- きょういくじん会議
各地で硫化水素による自殺が相次いでいるという痛ましいニュースが、連日報じられている。4月30日の産経新聞の報道によると、学校現場にもこの問題は波及してきているそうだ。
産経新聞の報道によると、学校には硫化水素の材料となる洗浄剤がトイレ等の掃除のために常備されており、また、理科の教科書には硫化水素を発生させる実験が掲載されていることから、学校現場は子どもたちに危険性を伝える必要がある一方で、必要以上には興味を喚起したくはない、というジレンマに悩んでいるという。
たしかに、材料と知識が学校でそろってしまうならば、メディアやネットの情報に刺激された子どもたちが、いたずらの延長で有毒ガスを発生させてしまう可能性もあるだろう。
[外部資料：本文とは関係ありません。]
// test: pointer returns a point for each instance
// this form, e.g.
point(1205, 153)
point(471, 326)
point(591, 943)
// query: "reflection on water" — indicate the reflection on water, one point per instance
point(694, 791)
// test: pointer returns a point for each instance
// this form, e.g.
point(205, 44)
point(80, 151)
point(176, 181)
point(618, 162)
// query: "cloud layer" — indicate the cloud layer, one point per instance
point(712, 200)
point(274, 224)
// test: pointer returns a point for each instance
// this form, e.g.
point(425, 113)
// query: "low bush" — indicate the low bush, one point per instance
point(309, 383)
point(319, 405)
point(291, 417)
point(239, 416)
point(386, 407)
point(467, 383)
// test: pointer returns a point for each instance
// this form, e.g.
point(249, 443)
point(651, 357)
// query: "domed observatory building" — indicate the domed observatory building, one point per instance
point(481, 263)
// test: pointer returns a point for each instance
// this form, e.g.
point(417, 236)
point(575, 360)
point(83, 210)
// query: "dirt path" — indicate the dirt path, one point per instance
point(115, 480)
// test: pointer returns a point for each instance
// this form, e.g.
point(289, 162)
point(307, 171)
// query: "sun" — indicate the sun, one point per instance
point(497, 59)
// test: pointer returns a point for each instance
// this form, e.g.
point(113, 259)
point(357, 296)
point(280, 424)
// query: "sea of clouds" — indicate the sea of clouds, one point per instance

また、自殺を考えている子どもに対しては、自殺の知識を与えることになってしまう。
理科の教科書に「硫化水素」記載―内容の削除も?
該当する教科書の内容は、中学校理科の「物質の変化」を扱った単元で、「硫黄と鉄の混合物」が熱せられると「硫化鉄」という別の物質に変わることを確認するものだ。その確認作業の1つに、「硫化鉄」を反応させることで発生する「硫化水素」の腐卵臭を利用する実験がある。「硫黄と鉄の混合物」からは無臭の水素が発生するだけなので、においの違いで物質の変化を確認する。
もちろん学校の実験では、換気や成分量の調整、正しい嗅ぎ方の指導などで子どもの安全に配慮はされているが、自殺報道の影響で、硫化水素の実験は取り扱いの難しいものになりそうだ。次回の教科書改訂でこの実験が削除されるのではないかという声も聞かれる。
以前にもコハク酸水溶液を加熱し結晶をつくる実験で、加熱のし過ぎから有毒ガスが発生する事件が続き、その実験を掲載していた啓林館の理科教科書が記述内容を変更したことがあったが、それに限らずとも、もともと火や薬品を用いる理科の実験は危険なものである。今回はそれに加え、実験の内容が多感な子どもたちに刺激を与えやすく、事故や自殺を誘引しかねない点が事態を複雑にしているのだろう。
「命」に向き合う難しさ―自殺予防教育への期待高まる
子どもへの刺激を懸念する背景として、学校現場で自殺を取り扱うことが難しく、依然としてタブー視されていることも挙げられるだろう。「寝た子をおこすのでは」という不安から、今まで自殺予防教育は行われづらかったが、平成18年の自殺対策基本法の成立で、教育現場で「自分の命の大切さ」を教えて欲しいという期待は高まっている。今回のような懸念をしなくてもすむよう、学校現場から自殺の防止に取り組み、子どもたちが命に対する正しい認識を持てる教育が実現することに期待したい。